It's not just humans who have different accents and dialects. It turns out, song birds do, too. Like humans, they have different dialects that depend on where they live. Song birds also learn their songs - much the same way humans do. Scientists from Ohio State University are researching the song-learning process and influence of dialects on behavior.
That was the song of a white-crowned sparrow. The trained ear would also know the song was of a certain dialect, from near Bandon, OR, about 100 miles from the California border. OSU biology professor Douglas Nelson has such a trained ear. He studies songs of white-crowned sparrows. He's found that, unlike other birds or noise-making animals like frogs, song birds learn their songs over time.
"What makes it interesting to us is that birds learn their songs, so there's some similarities in that respect to how humans develop their own speech," Nelson says.
He says this might be the only animal model scientists have for this type of speech learning. The research may have implications for neurobiology.
"There's a lot of interest from neurobiologists in the brain mechanisms involved in this learning process so that's a very active area of research and a lot of important discoveries have come out from the bird song research," says Nelson.
Bird songs have dialects the same way human languages do. Tiny differences in song accumulate over time and become distinct dialects. Two white-crowned sparrows less than 70 miles apart may have different dialects.
Nelson says the white-crowned sparrow is possibly the most well-researched bird. He says the sparrow, which is native to the Pacific Northwest, provides a textbook example of song-learning. The researchers have already found that white-crowned sparrows can distinguish dialects. From playing back song recordings for the birds, they discovered that the sparrows respond more strongly to their own dialects.
A particular dialect is characterized by how a song ends.
"It appears that the main difference between these dialects up and down the Pacific Northwest coast is in the ending of the songs, what we call the trill," Nelson says.
Nelson says it's fairly easy for the human ear to identify dialects. One of the dialects of white-crowned sparrows from Puget Sound in Washington has a slower trill. A second, neighboring dialect has a faster trill.

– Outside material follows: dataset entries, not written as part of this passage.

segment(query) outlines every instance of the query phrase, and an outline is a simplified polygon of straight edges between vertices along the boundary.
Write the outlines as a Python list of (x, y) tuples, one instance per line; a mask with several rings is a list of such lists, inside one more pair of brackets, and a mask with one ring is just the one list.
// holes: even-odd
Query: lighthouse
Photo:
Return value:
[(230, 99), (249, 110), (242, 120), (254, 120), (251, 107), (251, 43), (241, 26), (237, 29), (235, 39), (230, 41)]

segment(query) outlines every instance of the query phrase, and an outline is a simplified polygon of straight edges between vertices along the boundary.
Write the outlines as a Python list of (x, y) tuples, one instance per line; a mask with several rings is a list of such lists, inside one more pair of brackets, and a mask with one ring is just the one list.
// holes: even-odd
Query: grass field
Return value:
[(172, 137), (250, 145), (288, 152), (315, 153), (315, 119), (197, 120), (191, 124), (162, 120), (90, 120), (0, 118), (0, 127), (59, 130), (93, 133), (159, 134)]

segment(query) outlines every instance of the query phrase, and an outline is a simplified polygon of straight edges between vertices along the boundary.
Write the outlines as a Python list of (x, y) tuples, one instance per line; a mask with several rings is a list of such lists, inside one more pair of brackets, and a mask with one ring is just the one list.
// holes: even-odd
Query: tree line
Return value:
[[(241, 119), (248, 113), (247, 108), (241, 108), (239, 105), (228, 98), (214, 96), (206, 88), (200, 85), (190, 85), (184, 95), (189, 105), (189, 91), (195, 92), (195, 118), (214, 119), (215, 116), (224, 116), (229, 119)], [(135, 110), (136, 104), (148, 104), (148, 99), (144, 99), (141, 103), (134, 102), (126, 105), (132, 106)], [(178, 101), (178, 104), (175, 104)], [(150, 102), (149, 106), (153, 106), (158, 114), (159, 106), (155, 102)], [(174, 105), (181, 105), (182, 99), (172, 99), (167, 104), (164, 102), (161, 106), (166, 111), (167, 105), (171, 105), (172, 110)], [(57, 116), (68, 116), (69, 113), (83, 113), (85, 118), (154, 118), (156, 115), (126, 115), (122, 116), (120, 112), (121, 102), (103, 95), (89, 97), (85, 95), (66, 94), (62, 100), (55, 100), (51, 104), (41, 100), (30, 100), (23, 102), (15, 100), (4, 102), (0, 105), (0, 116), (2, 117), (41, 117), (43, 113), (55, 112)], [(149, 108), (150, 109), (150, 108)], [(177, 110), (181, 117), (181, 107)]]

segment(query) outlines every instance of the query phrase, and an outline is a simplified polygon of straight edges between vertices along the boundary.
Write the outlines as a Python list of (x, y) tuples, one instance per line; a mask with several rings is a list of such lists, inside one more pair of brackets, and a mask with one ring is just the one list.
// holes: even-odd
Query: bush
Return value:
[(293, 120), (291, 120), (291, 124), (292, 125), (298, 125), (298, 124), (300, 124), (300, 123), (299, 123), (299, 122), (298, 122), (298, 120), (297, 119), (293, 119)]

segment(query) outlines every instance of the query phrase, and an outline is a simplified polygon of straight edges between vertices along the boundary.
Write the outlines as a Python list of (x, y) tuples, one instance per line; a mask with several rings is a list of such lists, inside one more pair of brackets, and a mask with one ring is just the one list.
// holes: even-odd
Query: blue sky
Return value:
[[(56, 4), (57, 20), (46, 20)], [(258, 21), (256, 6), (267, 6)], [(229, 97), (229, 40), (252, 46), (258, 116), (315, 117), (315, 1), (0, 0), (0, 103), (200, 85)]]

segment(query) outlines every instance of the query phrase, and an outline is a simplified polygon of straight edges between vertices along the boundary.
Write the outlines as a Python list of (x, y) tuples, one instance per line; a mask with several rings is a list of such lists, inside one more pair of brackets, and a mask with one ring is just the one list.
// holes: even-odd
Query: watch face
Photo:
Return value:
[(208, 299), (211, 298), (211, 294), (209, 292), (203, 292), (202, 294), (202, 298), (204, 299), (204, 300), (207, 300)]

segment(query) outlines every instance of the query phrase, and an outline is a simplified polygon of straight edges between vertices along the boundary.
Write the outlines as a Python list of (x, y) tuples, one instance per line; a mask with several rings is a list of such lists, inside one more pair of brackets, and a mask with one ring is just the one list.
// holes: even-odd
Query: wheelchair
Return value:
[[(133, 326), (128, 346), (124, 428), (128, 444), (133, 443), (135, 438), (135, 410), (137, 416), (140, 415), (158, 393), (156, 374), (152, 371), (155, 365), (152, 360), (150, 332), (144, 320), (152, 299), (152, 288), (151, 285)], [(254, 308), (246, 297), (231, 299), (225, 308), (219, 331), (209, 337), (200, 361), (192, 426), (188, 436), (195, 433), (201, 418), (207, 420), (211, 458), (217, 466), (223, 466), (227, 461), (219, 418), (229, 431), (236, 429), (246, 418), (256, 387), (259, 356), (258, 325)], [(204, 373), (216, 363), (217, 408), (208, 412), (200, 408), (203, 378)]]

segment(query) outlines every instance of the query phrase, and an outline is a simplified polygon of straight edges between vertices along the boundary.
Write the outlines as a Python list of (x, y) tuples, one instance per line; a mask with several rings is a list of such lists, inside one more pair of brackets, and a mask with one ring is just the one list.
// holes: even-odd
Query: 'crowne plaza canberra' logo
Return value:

Nelson and a post-doctoral researcher, Angelika Poesel, have just returned from this season's field work in Oregon. They're trying to find just what kind of effects dialects may have on behavior. From March through June, they slept in tents along the Pacific Coast where the sparrows live. They recorded songs, noted behaviors, and took blood samples. They're in their second year of a four-year study to determine how dialects influence territorial and mating behavior of males.
So we're interested in whether these dialects or whether having a song that's similar to what your neighbor is singing whether that's important to males both in defending territory with other males, and also in the context possibly of mate choice.
Nelson says nearly all songbirds have dialects. But the white-crowned sparrow is easier to study because it only has one type of song. Other songbirds, like the cardinals that are native to Ohio, have six to ten song types.
Nelson is also the Director of the Borror Laboratory of Bioacoustics at OSU. The laboratory has a sound database not only of birds, but also insects, frogs, and toads. They have over 30,000 recordings of over 1400 different animals for scientific and public use.